Chapter VI.—The Gairloch Hotel to Poolewe


STARTING northwards from the Gairloch Hotel, the hamlet of Achtercairn (Part IV., chap, x.) is the first place we pass; Achtercairn House (Dr Robertson) is on the right.

As the road ascends the Achtercairn Brae the village of Strath of Gairloch is well seen. The house in the largest grove of trees is the Established church manse (Rev. D. S. Mackenzie), in the enlargement of which in 1823 the celebrated geologist and author, Hugh Miller, took part as a mason's lad. In another grove in Strath is the Cottage Hospital, founded by Mr Francis H. Mackenzie, but now-disused and occupied as a dwelling-house.

From the higher parts of the Achtercairn Brae there are splendid views of the Bay of Gairloch and the hills of Skye. From one point near the top of the Brae the jagged summits of the Cuchullins in Skye may be discerned.

To the left of the road, as the higher part is gained, there is a fine deep gorge down which the Achtercairn burn or river rushes; it forms a pretty cascade in the higher part. A rock on the north side of the gorge is called Craig an Fhithich, because a raven formerly nested in a crevice on the face of it. After a short descent notice a large boulder.on the right of the road called "The shoestone" (Clach nam Brog), from the fact that women who had walked barefoot over the hills on their way to church at Gairloch were (and still frequently are) accustomed here to resume their shoes and stockings. To the left is a reedy loch on the minister's glebe, called Loch Feur, a haunt of ducks and other wildfowl. Another small loch, called Lochan nan Breac, or Lochan nan Breac Adhair, lies still further to the left.

At this point notice a singular-looking hill to the right of and nearer to the road than the Lochan nan Breac. It is an interesting subject for the geologist. Dr Geikie, speaking of the hummocky outlines of the gneiss emerging from under the overlying sandstones, writes as follows of this hill:—"Little more than a mile to the north of the church (Gairloch) the road to Poolewe descends into a short valley surrounded with gneiss hills. From the top of the descent the eye is at once arrested by a flat-topped hill standing in the middle of the valley at the upper end, and suggesting gome kind of fortification; so different from the surrounding hummocky declivities of gneiss is its level grassy top, flanked by wall-like cliffs rising upon a glacis-slope of debris and herbage." Further on, this flat-topped hill, seen in profile, looks like an enormous railway embankment.

By the side of the road, on the left, there is or was one of those heaps of stones formed by funeral parties (see pages 115 and 116).

About half a mile beyond the shoestone, and some two hundred yards to the right of the road, is a pond or very small loch, called Lochan nan Airm, or the " tarn of the arms," into which long ago warriors vanquished in a fight near the place threw their weapons (see page 21). The commencement of a drain, intended to empty the tarn so as to discover the weapons, is still to be seen; it was stopped by the then laird of Gairloch, whose permission had not been obtained for draining the tarn. This tarn is in a hollow on the side of one of the moraines of ancient glaciers which hereabouts flank the highroad.

About two and a half miles from the Gairloch Hotel the summit of the watershed is reached. The pass through which the road turns, after a long ascent, is called "The glen," where is a good spring. To the left is the rock called Craig Bhadain an Aisc, at which the two little boys of Allan M'Leod, of Gairloch, were murdered by their uncles and then buried (see page 26).

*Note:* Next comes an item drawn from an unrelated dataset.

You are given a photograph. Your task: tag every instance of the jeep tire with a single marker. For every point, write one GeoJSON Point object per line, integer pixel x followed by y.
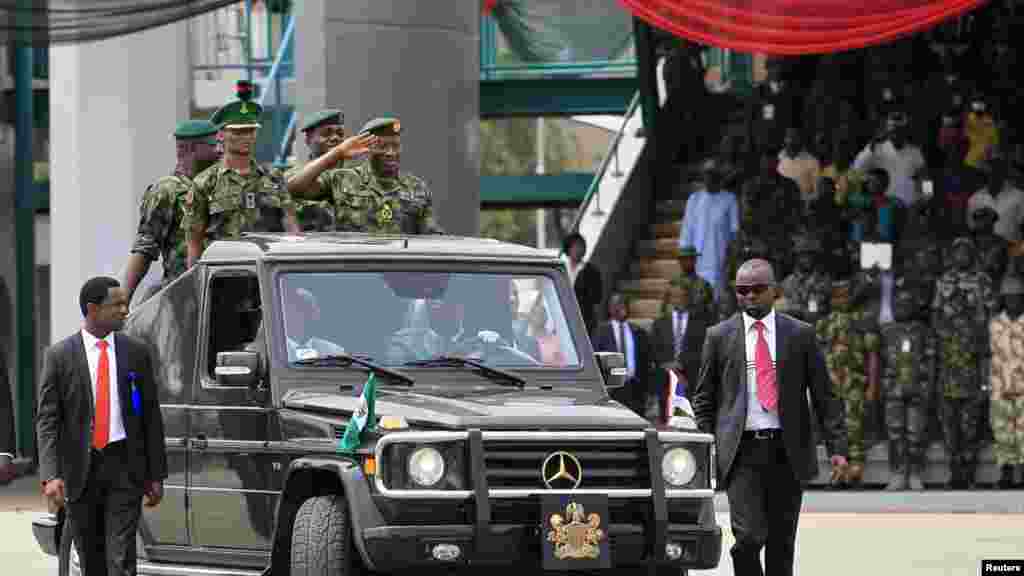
{"type": "Point", "coordinates": [67, 550]}
{"type": "Point", "coordinates": [322, 539]}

At the further end of "The glen" there is on the right hand side of the road a flat moss called Blar na Fala, or "the plain of the .blood," because this was a place to which cattle were driven in order that blood might be taken from them (see page 136).

Further on, Loch Tollie, a mile in length, is spread out on the right. The trout-fishing of this loch is attached to the Gairloch Hotel, and there is a boat for the use of anglers. The small island near the shore with a few bushes on it {see illustration) is of artificial origin; it was a crannog or fortress of the MacBeaths, and afterwards of the M'Leods. The traditions connected with the island will be found in chaps, vi. and vii. of Part I. An anecdote of a very different character, telling how a wild cat and her young were. killed on this island, is given in Part III., chap. iii.

The hill to the south of "The Glen" bears the name of Meall Aridh Mhic Criadh, and is 1140 feet in height.

Beyond Loch Tollie, to the right, is the northern end of the fine range of Craig Tollie, which is peculiarly rocky, and wild.

The hill to the left of the road before we got to Loch Tollie was Meall a Deas (749 feet); and now, as we leave Loch Tollie, we have on the left the end of Meall na Cluibha, or Cliff Hill (750 feet), which is much finer on its face towards Poolewe, where it rises from a lower plateau.

From the higher part of the road as we skirt Loch Tollie there is a good view before us, at a distance of some six or eight miles, of Beinn a Chaisgean (2802 feet), in the parish of Loch Broom, beyond Fionn Loch, and through a gap in it may be seen some of the jagged summits of the Dundonell mountains.

At the lower end of Loch Tollie there was formerly a weir or dam in connection with a mill far down the burn which flows from the loch, and this kept the water of the loch at a higher level than it now stands at.

After leaving Loch Tollie we can easily trace the old road from Slatadale winding down the glen behind Craig Tollie. Shortly before it joins the road we are travelling it is overshadowed by a bold crag, called Leth Chreag (see illustration), on the opposite side of the burn. The name means the "half rock," and refers to the sheer aspect (as if half had been broken off) of the face of the rock towards the burn.

The first view of the lower end of Loch Maree now comes in sight, with the graceful form of Beinn Aridh Charr rising above it. A peak close to the summit of this mountain bears the name of Spidean Moirich, or "Martha's peak." It is said that a woman of that name having climbed this peak sat down and began winding thread on her spindle. The spindle fell from her hand down the steep rocks to the north-east. Martha tried to recover the spindle, but fell over the rock and was killed. Hence the name. To the left of Beinn Aridh Charr are the spurs of Beinn a Chaisgean Mor, called Scuir a Laocainn and Scuir na Feart, with the Maighdean to the right. Reaching the point where the branch road leads down to Tollie pier, a magnificent view of Loch Maree presents itself to the eye. The whole length of the loch, and Glen Dochartie beyond it, are in sight On any tolerably fine day the road up Glen Dochartie is plainly seen at a distance of not less than fifteen to sixteen miles, a proof of the wonderful .clearness of the northern atmosphere. Beyond Glen Dochartie in the extreme distance are peaks, thirty miles away, of mountains in the Monar forest, which retain some snow long after it has disappeared from the mountains of Loch Maree. Half-way up Loch Maree is seen Isle Maree, with its grove of tall trees. The immediate foreground is softened by the natural woods of birch, oak, and rowan round the bases of Craig Tollie and of the lower hills on the east side of Tollie farm. This view of Loch Maree has formed the subject of celebrated pictures by the late Horatio M'Culloch, Mr H. W. B. Davis, R.A., Mr A. W. Weedon, and other well-known artists. The road so far is the same as that which is traversed by the carriages or "machines" conveying voyageurs to the Loch Maree steamer. For our present purpose we shall suppose the tourist to be proceeding towards Poolewe.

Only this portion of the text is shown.